Ukraine is the inflection point in world affairs as a new multipolar world is taking shape. Towards this evolution, New Delhi has positioned itself brilliantly. The trajectory could well lead to permanent membership of the UN Security Council. Until then, we walk on eggshells everywhere. In Sri Lanka too. All of this demands consistent optics of being equidistant. This requires a vigorous an independent media focused on foreign policy and which is not on a Western dole.

What has hit the Russians where it hurts is the relentless barrage by the Western media, sometimes undiluted propaganda, meant to demoralise Vladimir Putin, mobilise global opinion and to cause the chanceries of the world into decisions that give more respite to a world order whose best days are past.

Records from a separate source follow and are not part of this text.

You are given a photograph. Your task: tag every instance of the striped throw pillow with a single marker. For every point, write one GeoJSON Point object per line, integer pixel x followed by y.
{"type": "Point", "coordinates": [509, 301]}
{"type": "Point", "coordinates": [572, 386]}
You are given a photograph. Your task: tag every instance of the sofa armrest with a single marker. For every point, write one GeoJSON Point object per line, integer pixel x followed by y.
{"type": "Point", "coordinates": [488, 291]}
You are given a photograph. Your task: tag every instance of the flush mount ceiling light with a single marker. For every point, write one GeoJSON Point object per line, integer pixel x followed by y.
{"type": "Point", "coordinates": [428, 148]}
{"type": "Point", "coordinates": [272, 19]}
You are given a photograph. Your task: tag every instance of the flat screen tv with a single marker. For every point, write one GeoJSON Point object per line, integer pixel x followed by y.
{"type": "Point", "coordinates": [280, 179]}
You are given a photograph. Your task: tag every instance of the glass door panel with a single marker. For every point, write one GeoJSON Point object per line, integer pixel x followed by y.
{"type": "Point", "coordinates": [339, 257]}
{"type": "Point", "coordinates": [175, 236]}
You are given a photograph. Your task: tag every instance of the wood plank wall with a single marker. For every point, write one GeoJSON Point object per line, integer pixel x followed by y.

Mark my words: the Kremlin is deep in thought on this global media war.

Our news channels are so insulated from foreign affairs that on critical occasions they fall back on the BBC, CNN, Reuters, Associated Press, the New York Times, and so on -- all representing interests at variance from the new direction of our foreign policy. Whither “atma nirbharta”?

The Western media is part of a bloc opposed to another. India, however, is engaged with all. It won’t be easy, of course, to unhinge the foreign policy elite from old ways of thinking because of its inability to accept the disappearance of the unipolar world. This pro-American tilt in the elite’s intellectual makeup doesn’t have its origins only in the Soviet Union’s collapse, but has a longer history. When Jawaharlal Nehru was leading the nonaligned movement, his handpicked secretary-general of the Foreign Office, Sir Girija Shankar Bajpai, was more inclined towards the US where he had served as the Agent-General of British India.

Take another example. At a time when India’s ambassador in Moscow could speak to key members of the Central Committee on the phone, the Birlas and the Jains posted no correspondents to Moscow.

In fact, the culture of dependence on the former colonial masters to fill our foreign pages is all-pervasive. Our new foreign policy will need a new culture of covering foreign affairs. Not having bureaus in Kabul, Tehran, Dhaka, Beijing, Moscow, London, Islamabad, Washington and other key stations in Southeast Asia, Latin America and Africa will leave us gasping for breath, not quite becoming a rising Asian power. Our effectiveness in Colombo would have been multiplied if we had competing news bureaus in the island nation during the current crisis.